Martedì 07 Agosto 2012

Fumetti: a un anno dalla morte
un volume celebra Sergio Bonelli

MILANO A un anno dalla morte di Sergio Bonelli, il 26 settembre 2011, l'editore, autore e sceneggiatore che ha reso popolare il fumetto italiano d'avventura, viene celebrato da Rizzoli Lizard con la collana "Gli archivi Bonelli" dedicata alle sue storie più belle e ai personaggi più amati, da Tex a Zagor a Mister No.
Il primo volume cartonato (26 euro), che uscirà proprio per l'anniversario in settembre, propone alcuni episodi, scritti e sceneggiati da Sergio Bonelli, tratti dalle serie di enorme successo "Tex - El muerto" con i disegni di Galep, "Zagor - Il re delle aquile" con i disegni di Gallieno Ferri e "Mister No - L'uomo della Guyana" con i disegni di Roberto Diso.
Il volume, ricco di approfondimenti restituisce l'arte e la genialità di Sergio, cresciuto in una famiglia dove i fumetti erano di casa.
Figlio dello scrittore Gian Luigi Bonelli, l'ideatore di Tex, Sergio ha trasformato il più celebre dei personaggi comics made in Italy in un vero e proprio fenomeno di cultura pop, portandolo anche in edicola.
Per nulla abile nel disegno, Sergio, nato a Milano il 2 dicembre del 1932, era però un grande sceneggiatore capace di immaginare le storie sequenza per sequenza, affezionato al bianco e nero e nemico della tecnologia. «Non sono mai stato bravo a disegnare e mi sono improvvisato editore però ero già un lettore accanito e appassionato.

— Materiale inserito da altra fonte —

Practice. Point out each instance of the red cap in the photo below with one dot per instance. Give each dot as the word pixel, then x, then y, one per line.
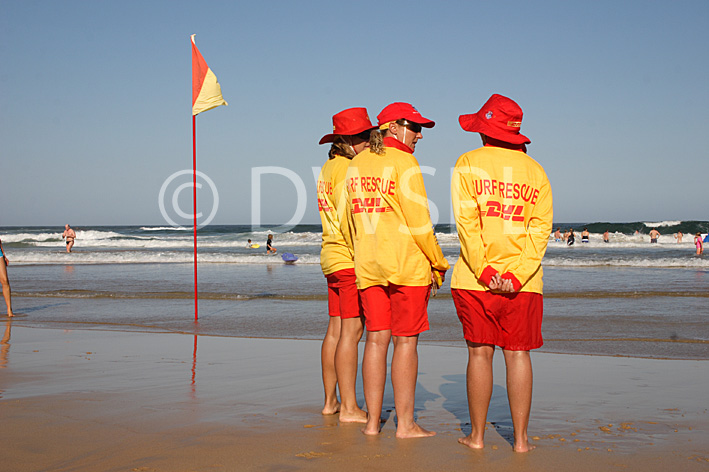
pixel 348 123
pixel 406 111
pixel 500 118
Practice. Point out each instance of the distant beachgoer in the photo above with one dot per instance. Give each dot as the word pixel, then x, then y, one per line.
pixel 69 235
pixel 497 282
pixel 269 245
pixel 339 354
pixel 5 281
pixel 654 235
pixel 389 229
pixel 584 235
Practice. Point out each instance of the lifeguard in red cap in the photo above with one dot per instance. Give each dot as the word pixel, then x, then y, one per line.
pixel 389 229
pixel 339 354
pixel 503 211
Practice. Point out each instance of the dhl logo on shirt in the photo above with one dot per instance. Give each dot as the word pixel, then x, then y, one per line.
pixel 369 205
pixel 506 212
pixel 323 205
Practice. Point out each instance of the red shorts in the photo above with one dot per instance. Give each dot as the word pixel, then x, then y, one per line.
pixel 401 309
pixel 342 294
pixel 512 321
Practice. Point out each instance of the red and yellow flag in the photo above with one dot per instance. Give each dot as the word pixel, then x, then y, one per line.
pixel 206 91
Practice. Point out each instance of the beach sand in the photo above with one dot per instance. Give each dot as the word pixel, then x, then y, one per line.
pixel 92 400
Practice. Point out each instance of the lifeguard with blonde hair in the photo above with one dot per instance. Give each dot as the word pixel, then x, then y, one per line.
pixel 339 353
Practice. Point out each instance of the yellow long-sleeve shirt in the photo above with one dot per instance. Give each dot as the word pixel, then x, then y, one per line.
pixel 334 255
pixel 502 203
pixel 388 224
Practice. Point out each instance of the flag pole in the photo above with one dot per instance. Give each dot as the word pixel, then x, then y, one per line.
pixel 194 209
pixel 206 94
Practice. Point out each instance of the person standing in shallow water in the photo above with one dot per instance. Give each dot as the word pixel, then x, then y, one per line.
pixel 339 352
pixel 5 281
pixel 699 243
pixel 69 235
pixel 389 229
pixel 497 282
pixel 269 245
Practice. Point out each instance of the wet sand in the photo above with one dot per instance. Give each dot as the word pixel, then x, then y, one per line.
pixel 90 400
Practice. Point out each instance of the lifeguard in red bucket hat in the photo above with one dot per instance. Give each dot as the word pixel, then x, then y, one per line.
pixel 390 232
pixel 502 203
pixel 350 135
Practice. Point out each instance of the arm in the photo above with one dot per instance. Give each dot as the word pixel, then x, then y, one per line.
pixel 538 229
pixel 414 206
pixel 467 218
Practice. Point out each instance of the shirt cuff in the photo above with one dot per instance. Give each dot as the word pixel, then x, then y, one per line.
pixel 515 283
pixel 487 275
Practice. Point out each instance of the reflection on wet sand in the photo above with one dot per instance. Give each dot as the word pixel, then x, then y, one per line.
pixel 193 385
pixel 5 344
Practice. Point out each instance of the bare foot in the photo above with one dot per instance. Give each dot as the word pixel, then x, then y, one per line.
pixel 355 416
pixel 331 409
pixel 468 441
pixel 372 427
pixel 415 431
pixel 523 447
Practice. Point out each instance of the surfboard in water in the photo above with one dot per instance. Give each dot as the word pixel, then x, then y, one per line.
pixel 289 258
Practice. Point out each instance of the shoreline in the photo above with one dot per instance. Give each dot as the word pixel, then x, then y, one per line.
pixel 91 399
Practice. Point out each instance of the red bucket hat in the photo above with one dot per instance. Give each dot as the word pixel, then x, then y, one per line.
pixel 348 123
pixel 406 111
pixel 499 118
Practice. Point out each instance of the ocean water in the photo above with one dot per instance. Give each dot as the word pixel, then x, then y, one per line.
pixel 626 297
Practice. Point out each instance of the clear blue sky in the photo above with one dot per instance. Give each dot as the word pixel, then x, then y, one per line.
pixel 95 100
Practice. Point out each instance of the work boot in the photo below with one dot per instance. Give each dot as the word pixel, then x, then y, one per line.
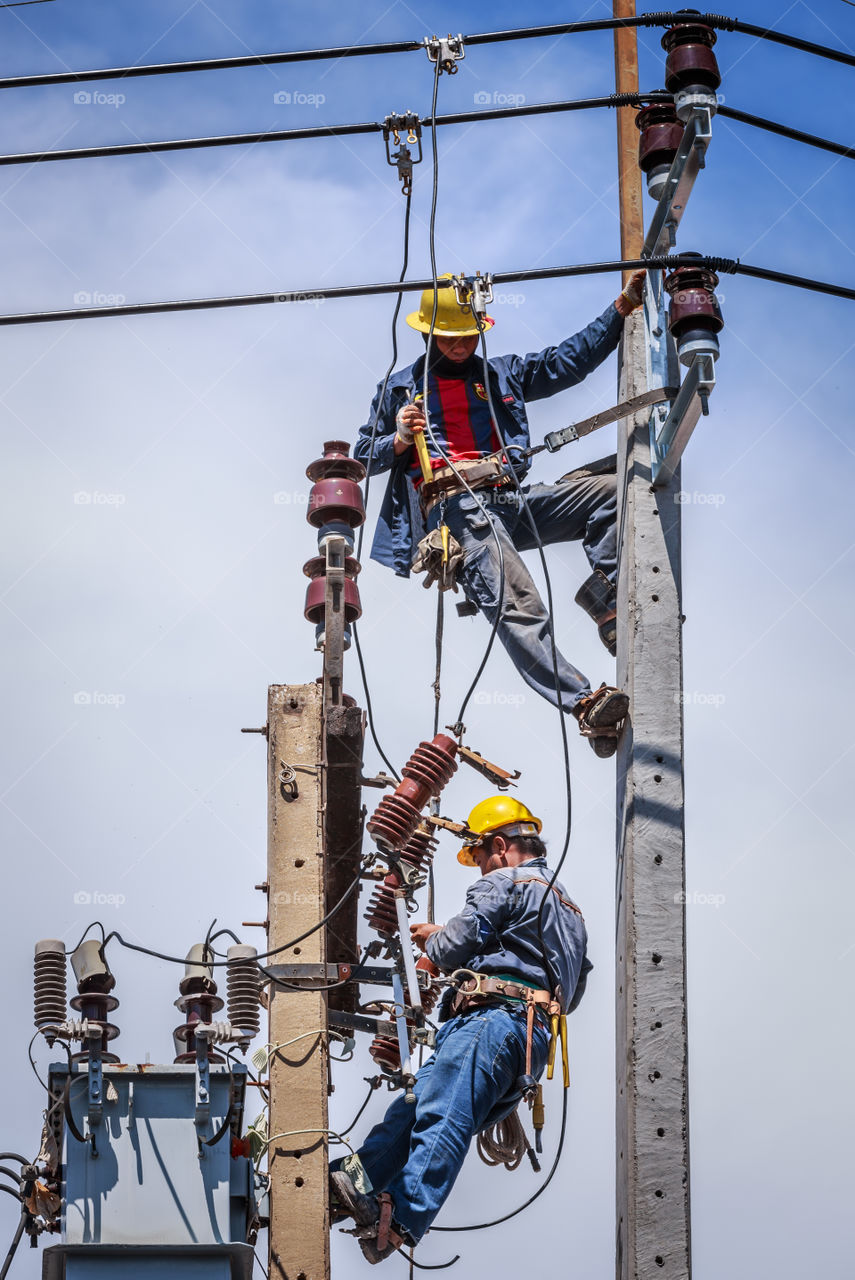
pixel 346 1201
pixel 598 597
pixel 600 716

Ero già in grado di distinguere tra un disegno e l'altro. Sapevo a memoria tutti i fumetti che uscivano nelle edicole. Mi sono lasciato prendere dalla passione per i fumetti. Quando vedevo in giro sceneggiatori e disegnatori bravi non sapevo resistere alla voglia di collaborare con questi talenti e allora mi prendevo la briga di mettere in cantiere una pubblicazione nuova» aveva raccontato Bonelli in un'intervista poco giorni prima di morire.
La sua prima creatura originale è Zagor, firmato nel 1961 con lo pseudonimo di Guido Nolitta, una sorta di difensore dei più deboli del West, amico degli Indiani che pure gli avevano ucciso il padre, a sua volta spietato massacratore dei nativi d'America. Editore dalle grandi intuizioni, Sergio Bonelli, aveva preso le redini della casa editrice di famiglia dalla fine degli anni Cinquanta. Nel 1975 pubblicò Mister No, una sorta di alter ego, ispirato alle usanze dei popoli del Brasile e dell'Amazzonia dove Bonelli amava compiere viaggi avventurosi.

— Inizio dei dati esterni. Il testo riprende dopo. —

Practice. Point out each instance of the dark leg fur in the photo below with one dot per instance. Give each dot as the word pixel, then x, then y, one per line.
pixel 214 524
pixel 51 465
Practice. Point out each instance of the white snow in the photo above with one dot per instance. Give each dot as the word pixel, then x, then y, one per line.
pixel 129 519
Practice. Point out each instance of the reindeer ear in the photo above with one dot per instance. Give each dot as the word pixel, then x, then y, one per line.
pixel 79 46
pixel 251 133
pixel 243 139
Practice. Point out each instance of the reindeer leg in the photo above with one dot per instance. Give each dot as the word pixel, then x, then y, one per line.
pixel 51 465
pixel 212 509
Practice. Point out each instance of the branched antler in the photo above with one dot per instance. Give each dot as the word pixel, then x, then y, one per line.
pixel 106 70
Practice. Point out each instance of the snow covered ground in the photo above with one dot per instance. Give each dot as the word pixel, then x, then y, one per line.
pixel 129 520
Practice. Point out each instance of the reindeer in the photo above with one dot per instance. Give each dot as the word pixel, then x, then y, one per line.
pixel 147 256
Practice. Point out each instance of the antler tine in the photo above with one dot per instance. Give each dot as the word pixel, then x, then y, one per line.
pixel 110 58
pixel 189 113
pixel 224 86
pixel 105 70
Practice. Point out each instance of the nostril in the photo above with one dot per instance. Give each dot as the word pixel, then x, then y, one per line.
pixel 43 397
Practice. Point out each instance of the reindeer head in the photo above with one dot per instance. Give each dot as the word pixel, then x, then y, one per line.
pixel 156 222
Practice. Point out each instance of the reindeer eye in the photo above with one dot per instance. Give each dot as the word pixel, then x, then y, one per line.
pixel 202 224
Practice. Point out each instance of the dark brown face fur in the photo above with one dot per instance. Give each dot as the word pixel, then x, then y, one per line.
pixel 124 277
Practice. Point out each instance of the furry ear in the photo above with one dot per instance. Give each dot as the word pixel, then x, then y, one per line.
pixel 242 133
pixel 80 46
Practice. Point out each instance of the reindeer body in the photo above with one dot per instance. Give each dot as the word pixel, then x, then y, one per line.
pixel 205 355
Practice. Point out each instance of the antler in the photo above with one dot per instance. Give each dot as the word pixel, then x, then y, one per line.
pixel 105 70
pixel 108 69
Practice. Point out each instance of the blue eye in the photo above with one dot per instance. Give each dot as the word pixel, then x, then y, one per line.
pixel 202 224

Personaggio fuori dal comune, morto a 79 anni, ha lanciato serie storiche del fumetto italiano come Dylan Dog, creazione di Tiziano Sclavi, approdata anche al cinema, Ken Parker e ha saputo aprire le porte dei suoi albi a personaggi in linea con la fantascienza contemporanea come Martin Mystère, "il detective dell'impossibile", e Nathan Never che si muove in un prossimo futuro alla Blade Runner. Tra i fumetti pubblicati anche, Julia la criminologa che somiglia ad Audrey Hepburn della serie creata da Giancarlo Berardi.